Surviving 15 years in captivity at the hands of a doomsday cult leader is hardly commonplace sitcom territory, but “Unbreakable Kimmy Schmidt,” the new show from Tina Fey, braves its dark subject matter with bubbly self-assurance and a terrific performance by lead Ellie Kemper.
Kemper plays the eponymous Kimmy, who, after being kidnapped in eighth grade and held in a bunker with three other women in an underground apocalypse cult, is finally seeing the light of day. Now 29 years old, Kimmy is dead-set on making it in Manhattan and experiencing every bit of the world she was missing for 15 years. Kimmy, armed with a backpack and light-up sneakers, finds a grungy basement apartment with roommate Titus, a quippy aspiring performer played by Tituss Burgess, and off-kilter landlady Lillian, played by Carol Kane.

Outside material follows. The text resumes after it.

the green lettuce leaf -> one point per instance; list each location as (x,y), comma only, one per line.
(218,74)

Kimmy finds work – and the show finds its strongest laughs – in the home of Jacqueline Voorhees, a wealthy Manhattanite played by Jane Krakowski. Jacqueline needs a nanny for her son and stepdaughter and finds one when Kimmy, like Fran Fine before her, happens to knock on her door. Krakowski nails her character’s dry wit and Xanax-tinged mania. Even if Jacqueline is just a variation on Jenna (Krakowski’s brilliant character on Fey’s earlier show, “30 Rock”), she makes for funny television.
Fey created “Unbreakable Kimmy Schmidt” with fellow “30 Rock” writer Robert Carlock, and the signature whirlwind banter from that show is on display here, as well. The density of the dialogue and sheer number of gags in each episode make rewatching Kimmy’s adventures as rewarding as rewatching Liz Lemon’s. Schmidt differentiates itself from 30 Rock, however, in its ceaseless optimism. Kemper has made a career playing sunny supporting roles, but here she is given a lead character with the screen time to ground her trademark hopeful energy in a place that is endearing and never repetitive.

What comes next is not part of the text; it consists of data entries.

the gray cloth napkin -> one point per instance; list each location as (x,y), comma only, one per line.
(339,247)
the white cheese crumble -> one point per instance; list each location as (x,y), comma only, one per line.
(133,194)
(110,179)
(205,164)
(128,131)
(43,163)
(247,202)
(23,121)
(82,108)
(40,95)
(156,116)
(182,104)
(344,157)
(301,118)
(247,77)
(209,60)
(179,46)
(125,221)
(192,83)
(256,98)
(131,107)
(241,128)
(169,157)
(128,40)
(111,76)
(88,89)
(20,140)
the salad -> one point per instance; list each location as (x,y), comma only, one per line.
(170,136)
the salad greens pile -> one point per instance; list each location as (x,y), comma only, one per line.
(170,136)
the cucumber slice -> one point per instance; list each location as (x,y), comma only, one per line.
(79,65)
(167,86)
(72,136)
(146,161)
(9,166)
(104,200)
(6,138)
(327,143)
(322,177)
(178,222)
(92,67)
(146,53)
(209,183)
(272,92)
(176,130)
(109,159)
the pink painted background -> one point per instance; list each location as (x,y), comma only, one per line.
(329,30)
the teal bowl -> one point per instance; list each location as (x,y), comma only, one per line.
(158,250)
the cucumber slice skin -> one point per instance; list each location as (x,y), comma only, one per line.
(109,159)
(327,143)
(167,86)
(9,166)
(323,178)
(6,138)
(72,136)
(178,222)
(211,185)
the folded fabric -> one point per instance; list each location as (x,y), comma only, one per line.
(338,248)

“Unbreakable Kimmy Schmidt” is not without its shortcomings. Fey has encountered trouble in the past for her jokes about race, most recently for a bit about Kim Jong Un at the Golden Globes, and her new show tackles the topic with mixed results. The show seems to want to make subversive comments about race – one subplot finds Titus leaving work in an elaborate werewolf costume and discovering the experience safer and more pleasant than walking in New York as a black, gay man – but, more often than not, that subversion reads as more overtly racist than anything else. Particularly cringe-inducing is a subplot involving Jacqueline, played by a white actress, remembering her Native American upbringing, and a love interest named Dong, a Vietnamese man in Kimmy’s GED class who speaks in broken English and is good at math.

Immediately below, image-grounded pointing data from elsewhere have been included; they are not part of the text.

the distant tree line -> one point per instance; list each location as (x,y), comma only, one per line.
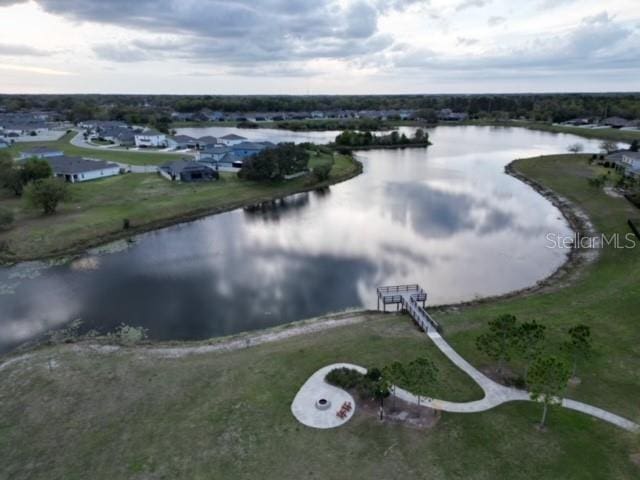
(350,138)
(32,179)
(275,163)
(156,109)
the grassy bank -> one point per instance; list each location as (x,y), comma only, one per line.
(129,158)
(97,209)
(227,415)
(606,296)
(73,412)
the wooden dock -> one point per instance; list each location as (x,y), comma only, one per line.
(410,298)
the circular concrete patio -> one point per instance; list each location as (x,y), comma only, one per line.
(305,404)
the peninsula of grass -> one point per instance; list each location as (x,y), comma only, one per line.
(606,296)
(120,156)
(72,411)
(96,211)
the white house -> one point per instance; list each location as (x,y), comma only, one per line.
(40,152)
(151,139)
(75,169)
(232,139)
(631,162)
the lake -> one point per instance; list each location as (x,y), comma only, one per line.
(446,217)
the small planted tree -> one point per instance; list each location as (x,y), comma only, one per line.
(575,148)
(579,345)
(608,146)
(395,374)
(498,343)
(47,193)
(6,218)
(35,169)
(529,343)
(421,375)
(322,172)
(547,379)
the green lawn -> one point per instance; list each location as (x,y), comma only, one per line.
(227,415)
(130,158)
(607,296)
(97,209)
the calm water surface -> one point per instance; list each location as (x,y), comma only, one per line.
(446,217)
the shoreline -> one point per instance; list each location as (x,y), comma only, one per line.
(78,248)
(576,261)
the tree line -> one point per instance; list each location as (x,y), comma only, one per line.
(545,369)
(351,138)
(157,108)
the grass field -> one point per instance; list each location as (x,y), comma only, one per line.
(607,297)
(130,158)
(97,209)
(227,415)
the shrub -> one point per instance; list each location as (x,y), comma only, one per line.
(346,378)
(322,172)
(128,335)
(46,193)
(6,218)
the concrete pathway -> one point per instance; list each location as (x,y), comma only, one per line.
(494,393)
(305,407)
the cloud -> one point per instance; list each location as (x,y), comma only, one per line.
(21,50)
(466,4)
(32,69)
(466,42)
(120,52)
(246,31)
(597,43)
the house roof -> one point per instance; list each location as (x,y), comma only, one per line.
(184,138)
(40,150)
(251,145)
(149,133)
(233,136)
(73,165)
(208,140)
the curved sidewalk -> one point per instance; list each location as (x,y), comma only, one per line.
(494,393)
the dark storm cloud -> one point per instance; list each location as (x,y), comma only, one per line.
(236,32)
(21,50)
(598,42)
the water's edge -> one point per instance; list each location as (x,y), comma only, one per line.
(569,271)
(80,247)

Despite the occasional sour taste left by the show’s poor attempts at edgy commentary on race, “Unbreakable Kimmy Schmidt” is a charming and often hilarious comedy. In a television landscape filled with 30-minute comedies like “Girls” and “Looking” that are, well, not very funny, Schmidt made me laugh out loud. The show’s 13-episode first season was released in its entirety last week on Netflix with another batch of episodes already in the works. One would be hard-pressed to find a better show to binge watch over spring break.